La rivoluzione di un ragazzo sveglio che aveva la testa veloce e visse con coscienza l’aria dei tempi.
«I tre anni di liceo li passai al Kennedy di Milano. Al pomeriggio mi allenavo all’Inter, non seguivo le assemblee politiche, ma restavo aggiornato. Helenio Herrera mi portava sempre con la prima squadra, quando mi parlava mi emozionavo. Forse avrei potuto diventare un giocatore da Inter, ma non ho mai considerato il pallone il mio futuro. Preferivo studiare. Il mio idolo era l’architetto Frank Lloyd Wright. Dopo i 5 anni a Palermo, passai al Bologna per potermi laureare in Architettura. Saltavo parecchi allenamenti, quando ci andavo Pesaola mi sfotteva: “Anche lei qui, professore?”»
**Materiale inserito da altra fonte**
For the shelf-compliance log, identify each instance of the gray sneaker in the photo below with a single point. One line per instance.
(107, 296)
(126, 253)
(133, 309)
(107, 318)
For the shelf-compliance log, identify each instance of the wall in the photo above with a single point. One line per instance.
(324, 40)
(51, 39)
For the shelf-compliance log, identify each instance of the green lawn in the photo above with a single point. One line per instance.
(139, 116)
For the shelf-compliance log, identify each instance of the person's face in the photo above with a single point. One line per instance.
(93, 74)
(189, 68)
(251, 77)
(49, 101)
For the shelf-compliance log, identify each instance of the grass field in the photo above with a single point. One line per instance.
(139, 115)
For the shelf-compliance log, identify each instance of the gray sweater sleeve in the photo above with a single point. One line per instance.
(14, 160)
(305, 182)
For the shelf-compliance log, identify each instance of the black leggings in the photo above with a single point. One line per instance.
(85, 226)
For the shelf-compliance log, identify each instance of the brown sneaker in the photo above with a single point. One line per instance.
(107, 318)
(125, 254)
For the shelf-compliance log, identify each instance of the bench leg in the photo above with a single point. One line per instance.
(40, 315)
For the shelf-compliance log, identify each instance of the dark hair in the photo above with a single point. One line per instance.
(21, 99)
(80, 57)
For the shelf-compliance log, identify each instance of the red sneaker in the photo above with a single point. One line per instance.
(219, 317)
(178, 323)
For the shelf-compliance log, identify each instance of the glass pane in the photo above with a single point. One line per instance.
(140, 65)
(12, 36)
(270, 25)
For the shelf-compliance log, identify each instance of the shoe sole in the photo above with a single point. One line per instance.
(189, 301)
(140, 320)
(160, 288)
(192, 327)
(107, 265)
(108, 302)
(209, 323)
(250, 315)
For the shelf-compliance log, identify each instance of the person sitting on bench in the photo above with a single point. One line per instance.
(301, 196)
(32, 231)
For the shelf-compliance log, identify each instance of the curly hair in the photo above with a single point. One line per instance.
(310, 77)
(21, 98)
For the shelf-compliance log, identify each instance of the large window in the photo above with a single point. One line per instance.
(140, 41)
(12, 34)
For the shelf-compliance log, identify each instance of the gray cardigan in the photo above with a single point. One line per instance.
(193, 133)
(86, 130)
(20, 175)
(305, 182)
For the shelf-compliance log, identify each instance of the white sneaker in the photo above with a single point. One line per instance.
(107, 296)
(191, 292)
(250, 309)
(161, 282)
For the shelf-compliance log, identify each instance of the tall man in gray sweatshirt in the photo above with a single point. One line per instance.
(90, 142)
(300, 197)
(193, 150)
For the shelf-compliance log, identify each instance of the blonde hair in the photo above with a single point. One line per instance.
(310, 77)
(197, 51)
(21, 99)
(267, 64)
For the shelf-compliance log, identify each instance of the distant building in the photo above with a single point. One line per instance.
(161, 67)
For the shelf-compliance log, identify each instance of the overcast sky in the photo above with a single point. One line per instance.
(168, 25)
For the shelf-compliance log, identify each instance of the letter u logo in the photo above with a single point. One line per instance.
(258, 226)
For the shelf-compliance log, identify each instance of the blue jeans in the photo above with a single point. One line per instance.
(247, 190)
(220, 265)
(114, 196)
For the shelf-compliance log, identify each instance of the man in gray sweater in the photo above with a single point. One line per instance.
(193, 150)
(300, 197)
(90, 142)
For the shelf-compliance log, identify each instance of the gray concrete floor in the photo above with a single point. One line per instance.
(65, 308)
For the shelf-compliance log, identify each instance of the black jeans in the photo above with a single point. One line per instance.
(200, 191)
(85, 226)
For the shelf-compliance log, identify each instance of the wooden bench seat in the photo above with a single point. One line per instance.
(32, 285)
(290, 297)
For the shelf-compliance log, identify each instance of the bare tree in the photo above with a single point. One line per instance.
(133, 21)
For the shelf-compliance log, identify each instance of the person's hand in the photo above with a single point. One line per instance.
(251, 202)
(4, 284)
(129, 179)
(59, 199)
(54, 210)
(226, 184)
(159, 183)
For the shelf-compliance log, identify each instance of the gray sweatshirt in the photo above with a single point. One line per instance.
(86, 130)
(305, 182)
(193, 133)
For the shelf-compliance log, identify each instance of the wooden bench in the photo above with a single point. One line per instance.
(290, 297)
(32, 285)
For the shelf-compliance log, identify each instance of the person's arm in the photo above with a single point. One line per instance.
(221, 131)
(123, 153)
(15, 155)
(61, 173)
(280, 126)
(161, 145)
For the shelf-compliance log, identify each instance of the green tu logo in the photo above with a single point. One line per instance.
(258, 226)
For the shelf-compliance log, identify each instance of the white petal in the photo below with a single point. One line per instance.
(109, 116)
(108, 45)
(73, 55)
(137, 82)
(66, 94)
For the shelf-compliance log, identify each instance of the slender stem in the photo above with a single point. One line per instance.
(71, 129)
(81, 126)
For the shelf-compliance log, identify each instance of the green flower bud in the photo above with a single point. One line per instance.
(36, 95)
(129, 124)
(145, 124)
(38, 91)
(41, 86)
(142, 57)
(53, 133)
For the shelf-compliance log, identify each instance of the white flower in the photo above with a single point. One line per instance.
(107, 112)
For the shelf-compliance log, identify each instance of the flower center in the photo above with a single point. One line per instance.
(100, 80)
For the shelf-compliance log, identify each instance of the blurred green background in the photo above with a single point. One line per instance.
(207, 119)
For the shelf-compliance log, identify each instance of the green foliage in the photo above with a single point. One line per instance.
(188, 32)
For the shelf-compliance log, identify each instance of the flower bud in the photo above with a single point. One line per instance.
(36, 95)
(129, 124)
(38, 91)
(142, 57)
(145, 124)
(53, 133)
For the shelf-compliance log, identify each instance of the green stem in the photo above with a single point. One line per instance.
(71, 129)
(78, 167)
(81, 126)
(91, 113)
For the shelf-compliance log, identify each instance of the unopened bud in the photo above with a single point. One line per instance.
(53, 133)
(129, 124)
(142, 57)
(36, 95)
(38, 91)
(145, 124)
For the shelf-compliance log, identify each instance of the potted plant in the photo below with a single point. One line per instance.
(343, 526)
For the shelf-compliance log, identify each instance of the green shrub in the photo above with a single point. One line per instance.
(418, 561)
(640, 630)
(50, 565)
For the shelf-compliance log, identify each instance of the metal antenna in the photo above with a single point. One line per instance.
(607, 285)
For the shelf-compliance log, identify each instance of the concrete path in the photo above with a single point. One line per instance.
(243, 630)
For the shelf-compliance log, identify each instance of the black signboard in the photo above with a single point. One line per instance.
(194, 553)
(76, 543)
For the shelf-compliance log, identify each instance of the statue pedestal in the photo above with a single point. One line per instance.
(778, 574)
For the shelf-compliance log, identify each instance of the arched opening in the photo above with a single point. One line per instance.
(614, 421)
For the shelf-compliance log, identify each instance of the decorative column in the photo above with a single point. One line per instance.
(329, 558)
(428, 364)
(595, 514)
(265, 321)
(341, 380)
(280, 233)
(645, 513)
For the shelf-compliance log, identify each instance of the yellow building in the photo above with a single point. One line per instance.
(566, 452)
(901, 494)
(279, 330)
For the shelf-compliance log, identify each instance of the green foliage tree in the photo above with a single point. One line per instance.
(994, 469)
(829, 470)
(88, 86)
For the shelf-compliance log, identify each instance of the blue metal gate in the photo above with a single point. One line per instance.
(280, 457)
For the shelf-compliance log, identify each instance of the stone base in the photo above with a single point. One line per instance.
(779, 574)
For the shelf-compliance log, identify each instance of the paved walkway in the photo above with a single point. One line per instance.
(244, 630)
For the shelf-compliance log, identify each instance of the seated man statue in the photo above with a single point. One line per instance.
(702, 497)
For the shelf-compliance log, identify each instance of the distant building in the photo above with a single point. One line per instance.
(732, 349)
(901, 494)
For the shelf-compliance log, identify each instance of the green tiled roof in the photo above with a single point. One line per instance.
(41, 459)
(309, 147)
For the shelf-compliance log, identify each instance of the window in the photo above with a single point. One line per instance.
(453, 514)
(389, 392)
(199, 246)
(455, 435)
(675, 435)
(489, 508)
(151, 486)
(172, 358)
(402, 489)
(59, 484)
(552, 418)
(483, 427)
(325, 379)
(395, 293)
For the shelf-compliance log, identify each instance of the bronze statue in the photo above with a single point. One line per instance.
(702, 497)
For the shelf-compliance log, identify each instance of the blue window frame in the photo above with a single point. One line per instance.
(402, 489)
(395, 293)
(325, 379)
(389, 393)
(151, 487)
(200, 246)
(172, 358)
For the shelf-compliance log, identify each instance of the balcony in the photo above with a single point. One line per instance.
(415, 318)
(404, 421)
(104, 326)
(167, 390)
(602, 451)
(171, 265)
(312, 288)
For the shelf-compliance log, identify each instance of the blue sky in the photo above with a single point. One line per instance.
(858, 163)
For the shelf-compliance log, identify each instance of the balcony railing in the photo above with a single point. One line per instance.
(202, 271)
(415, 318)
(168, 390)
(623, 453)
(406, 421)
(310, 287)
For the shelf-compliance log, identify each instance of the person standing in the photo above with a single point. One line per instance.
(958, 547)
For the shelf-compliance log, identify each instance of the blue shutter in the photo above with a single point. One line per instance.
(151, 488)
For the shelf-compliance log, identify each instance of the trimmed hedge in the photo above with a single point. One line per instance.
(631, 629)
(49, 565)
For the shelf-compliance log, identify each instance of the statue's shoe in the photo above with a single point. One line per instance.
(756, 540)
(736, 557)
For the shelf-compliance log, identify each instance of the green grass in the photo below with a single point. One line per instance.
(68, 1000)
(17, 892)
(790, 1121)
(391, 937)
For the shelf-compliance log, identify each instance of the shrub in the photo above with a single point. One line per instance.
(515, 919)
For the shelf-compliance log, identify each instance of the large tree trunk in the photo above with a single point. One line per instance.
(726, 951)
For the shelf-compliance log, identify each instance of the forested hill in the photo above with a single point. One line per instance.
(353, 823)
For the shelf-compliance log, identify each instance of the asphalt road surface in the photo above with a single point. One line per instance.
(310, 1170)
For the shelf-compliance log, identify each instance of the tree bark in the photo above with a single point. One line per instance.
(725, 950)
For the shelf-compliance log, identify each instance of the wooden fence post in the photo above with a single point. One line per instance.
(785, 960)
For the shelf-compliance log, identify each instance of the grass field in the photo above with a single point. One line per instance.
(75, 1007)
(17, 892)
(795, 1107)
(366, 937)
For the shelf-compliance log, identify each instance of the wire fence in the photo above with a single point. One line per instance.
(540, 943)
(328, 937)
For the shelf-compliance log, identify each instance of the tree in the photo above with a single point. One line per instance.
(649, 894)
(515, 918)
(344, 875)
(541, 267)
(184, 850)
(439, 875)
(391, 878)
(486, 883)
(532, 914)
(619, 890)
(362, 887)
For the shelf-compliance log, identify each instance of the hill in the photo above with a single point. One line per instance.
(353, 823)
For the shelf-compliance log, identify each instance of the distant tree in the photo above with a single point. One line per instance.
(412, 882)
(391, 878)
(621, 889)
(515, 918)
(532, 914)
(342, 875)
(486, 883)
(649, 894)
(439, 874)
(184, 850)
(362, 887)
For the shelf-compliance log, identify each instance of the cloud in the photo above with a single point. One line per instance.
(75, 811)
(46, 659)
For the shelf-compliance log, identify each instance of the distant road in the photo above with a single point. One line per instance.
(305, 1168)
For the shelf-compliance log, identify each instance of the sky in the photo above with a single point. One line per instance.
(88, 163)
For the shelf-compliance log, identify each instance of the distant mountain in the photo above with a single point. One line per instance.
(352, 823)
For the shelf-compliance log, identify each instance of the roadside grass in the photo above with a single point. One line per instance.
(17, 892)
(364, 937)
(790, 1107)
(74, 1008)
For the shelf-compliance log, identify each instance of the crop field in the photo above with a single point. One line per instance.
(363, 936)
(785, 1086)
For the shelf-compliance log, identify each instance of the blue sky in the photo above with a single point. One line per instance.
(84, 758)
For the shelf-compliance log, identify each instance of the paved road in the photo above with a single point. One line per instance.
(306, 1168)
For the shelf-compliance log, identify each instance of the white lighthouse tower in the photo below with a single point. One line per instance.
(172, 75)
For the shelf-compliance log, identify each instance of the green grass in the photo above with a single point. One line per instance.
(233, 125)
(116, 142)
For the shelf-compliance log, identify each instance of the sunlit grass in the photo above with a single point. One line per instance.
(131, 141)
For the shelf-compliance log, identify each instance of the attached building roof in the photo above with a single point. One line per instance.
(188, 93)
Terminata la carriera calcistica Sandro Vanello ha aperto uno studio d’architettura a Gorizia che ha curato un cantiere per l’università di Trieste.
Negli anni 80 è stato presidente del Gorizia basket e consigliere di Lega. Nel basket la panchina non è un trauma, è la vita. Difficile che qualcuno sedendosi ci sbatta la tuta sopra o segni un canestro e poi punti il dito contro il coach.
«Non succedeva neppure nel calcio, ai miei tempi. Oggi il sistema ha trasformato i giocatori in divi. Hanno così tanto potere che alcuni continuano a giocare anche se tecnicamente non hanno più nulla da dare».
Lontani giorni quei giorni da hippies, quando il giovane Vanello portò a termine la rivoluzione. Prese un futuro strumento di sofferenza, la panchina, e lo trasformò in un trono di gioia. Il trampolino verso il primo gol in A.